The secondary winding of a current transformer is usually constructed to deliver five amperes to the meter or instrument when rated primary current flows in the main circuit. This is referred to as the "rated secondary current" and five amperes is the standard value adopted in most countries. In power-station practice it is not unusual for the meter to be separated from its current transformers by a distance of several hundred feet. The PR loss in the connecting leads together with the loss in the meter current coils may impose a burden in excess of the transformer rating if a five-ampere secondary current is adhered to. By adopting a lower value for the rated secondary current the loss in the leads can be substantially reduced and one ampere or 0.5 ampere values are permissible alternatives. Since the loss varies as the square of the current the adoption of one of these alternatives will reduce the loss in the leads to one-twenty-fifth or one-hundredth of the original value respectively.

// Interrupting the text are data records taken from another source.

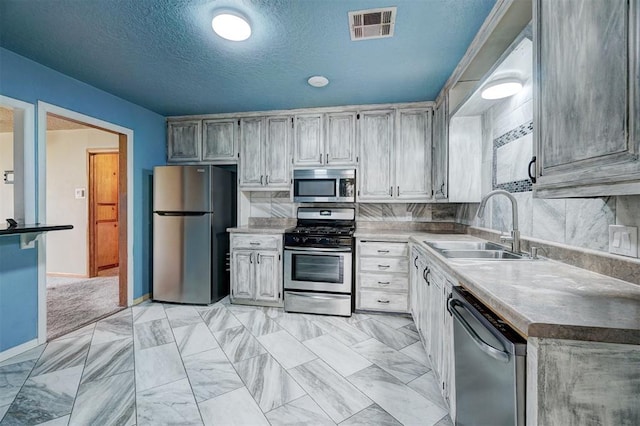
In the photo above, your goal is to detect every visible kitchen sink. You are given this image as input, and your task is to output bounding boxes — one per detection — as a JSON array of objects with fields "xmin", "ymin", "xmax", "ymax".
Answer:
[
  {"xmin": 425, "ymin": 241, "xmax": 531, "ymax": 260},
  {"xmin": 440, "ymin": 250, "xmax": 530, "ymax": 260},
  {"xmin": 425, "ymin": 241, "xmax": 504, "ymax": 251}
]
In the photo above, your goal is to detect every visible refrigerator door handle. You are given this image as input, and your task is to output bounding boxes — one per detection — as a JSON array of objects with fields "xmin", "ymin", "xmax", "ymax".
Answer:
[{"xmin": 155, "ymin": 212, "xmax": 207, "ymax": 216}]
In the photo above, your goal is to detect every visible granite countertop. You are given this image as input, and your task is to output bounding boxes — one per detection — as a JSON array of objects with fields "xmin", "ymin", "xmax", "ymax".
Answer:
[
  {"xmin": 0, "ymin": 223, "xmax": 73, "ymax": 235},
  {"xmin": 411, "ymin": 234, "xmax": 640, "ymax": 345},
  {"xmin": 227, "ymin": 225, "xmax": 292, "ymax": 234}
]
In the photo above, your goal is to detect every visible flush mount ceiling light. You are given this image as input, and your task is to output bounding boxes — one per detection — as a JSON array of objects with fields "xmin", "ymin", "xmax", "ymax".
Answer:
[
  {"xmin": 307, "ymin": 75, "xmax": 329, "ymax": 87},
  {"xmin": 211, "ymin": 12, "xmax": 251, "ymax": 41},
  {"xmin": 480, "ymin": 78, "xmax": 522, "ymax": 100}
]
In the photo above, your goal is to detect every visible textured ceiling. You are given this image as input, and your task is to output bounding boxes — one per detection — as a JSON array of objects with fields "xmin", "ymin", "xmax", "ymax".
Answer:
[{"xmin": 0, "ymin": 0, "xmax": 495, "ymax": 115}]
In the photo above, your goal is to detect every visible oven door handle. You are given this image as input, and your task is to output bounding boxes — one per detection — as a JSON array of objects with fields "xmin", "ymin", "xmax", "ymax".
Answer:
[
  {"xmin": 449, "ymin": 299, "xmax": 511, "ymax": 363},
  {"xmin": 285, "ymin": 246, "xmax": 351, "ymax": 253},
  {"xmin": 285, "ymin": 291, "xmax": 344, "ymax": 300}
]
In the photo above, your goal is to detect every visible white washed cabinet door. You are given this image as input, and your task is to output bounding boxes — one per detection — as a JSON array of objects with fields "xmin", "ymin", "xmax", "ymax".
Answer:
[
  {"xmin": 394, "ymin": 108, "xmax": 433, "ymax": 201},
  {"xmin": 202, "ymin": 119, "xmax": 240, "ymax": 161},
  {"xmin": 431, "ymin": 96, "xmax": 449, "ymax": 200},
  {"xmin": 325, "ymin": 112, "xmax": 356, "ymax": 166},
  {"xmin": 231, "ymin": 250, "xmax": 256, "ymax": 300},
  {"xmin": 255, "ymin": 251, "xmax": 282, "ymax": 302},
  {"xmin": 264, "ymin": 116, "xmax": 291, "ymax": 189},
  {"xmin": 293, "ymin": 114, "xmax": 325, "ymax": 166},
  {"xmin": 167, "ymin": 120, "xmax": 202, "ymax": 163},
  {"xmin": 240, "ymin": 117, "xmax": 264, "ymax": 186},
  {"xmin": 533, "ymin": 0, "xmax": 640, "ymax": 198},
  {"xmin": 358, "ymin": 110, "xmax": 393, "ymax": 201}
]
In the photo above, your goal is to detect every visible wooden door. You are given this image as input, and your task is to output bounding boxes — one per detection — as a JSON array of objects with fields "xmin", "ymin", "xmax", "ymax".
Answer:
[
  {"xmin": 240, "ymin": 117, "xmax": 264, "ymax": 187},
  {"xmin": 358, "ymin": 110, "xmax": 393, "ymax": 201},
  {"xmin": 202, "ymin": 119, "xmax": 240, "ymax": 161},
  {"xmin": 89, "ymin": 152, "xmax": 119, "ymax": 276},
  {"xmin": 231, "ymin": 250, "xmax": 256, "ymax": 300},
  {"xmin": 325, "ymin": 112, "xmax": 356, "ymax": 166},
  {"xmin": 293, "ymin": 114, "xmax": 325, "ymax": 166},
  {"xmin": 394, "ymin": 108, "xmax": 432, "ymax": 201},
  {"xmin": 264, "ymin": 116, "xmax": 292, "ymax": 190},
  {"xmin": 255, "ymin": 251, "xmax": 282, "ymax": 302},
  {"xmin": 167, "ymin": 120, "xmax": 202, "ymax": 163}
]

The magnetic and electric circuits of a current transformer can be rep­resented diagrammatically; the primary winding then is surrounding one limb of the core and the secondary winding surrounding another. In actual practice the two windings would not be sepa­rated in this manner as the primary would be superimposed on the secondary. The cores of current transformers are usually built up with lami­nations of silicon-steel but where a high degree of accuracy is de­sired a high-permeability nickel-steel may be used. Three types of magnetic circuit are in common use, namely, ring-type", "core-type" and "shell-type".